Prior to Monday, there had been 22 hull losses – aircraft damaged beyond repair – with a total of 612 fatalities, according to the Flight Safety Foundation’s Aviation Safety Network.
Flight MU5735 was traveling at an altitude of 29,100 feet at 2.19 p.m. local time when it went into a steep decline, according to FlightRadar24 tracking data. The aircraft then fell at speed more than 25,000 feet in less than three minutes to an altitude of just 3,225 feet when tracking data ended.
There are 4,502 Boeing 737-800 NGs in service globally.
Videos of where the plane apparently crashed showed a significant fire in a green, heavily wooded area. The jet appeared to land on the side of a hill near what looks like a stone building of some kind. Guangxi is famed for its unique terrain, with the northeast of the province home to sheer limestone peaks known as karsts.
The plane crashed near the city of Wuzhou on Guangxi’s border with Guangdong. It was headed to Guangdong’s capital, Guangzhou.

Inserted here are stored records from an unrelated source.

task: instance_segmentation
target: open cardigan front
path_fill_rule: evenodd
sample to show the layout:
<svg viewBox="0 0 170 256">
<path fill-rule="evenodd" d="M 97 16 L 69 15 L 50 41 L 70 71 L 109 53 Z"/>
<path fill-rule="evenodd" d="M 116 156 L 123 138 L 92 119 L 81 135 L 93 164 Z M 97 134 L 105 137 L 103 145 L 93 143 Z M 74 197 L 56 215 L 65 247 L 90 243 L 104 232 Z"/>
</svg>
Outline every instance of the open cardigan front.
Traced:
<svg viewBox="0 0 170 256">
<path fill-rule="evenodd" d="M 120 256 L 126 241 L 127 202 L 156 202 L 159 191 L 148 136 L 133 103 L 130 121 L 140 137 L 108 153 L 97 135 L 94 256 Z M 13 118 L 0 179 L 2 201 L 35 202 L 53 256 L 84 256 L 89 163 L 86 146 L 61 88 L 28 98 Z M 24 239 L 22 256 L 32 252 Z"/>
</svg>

The crash comes as Boeing prepares for the re-entry of its 737 Max into commercial service in the country, a lucrative aviation market.
China was the first major aviation market to ground the Max three years ago after the second of two fatal crashes that killed 346 people in total, and one of the last to see its return. The market is so large that Boeing’s plan to further ramp up production depends on the resumption of deliveries to China.
The aircraft involved in Monday’s crash wasn’t a new-generation Boeing Max jet.
The US planemaker is currently gathering more information on the crash that happened in southwest China, state broadcaster CCTV reported, citing company staff.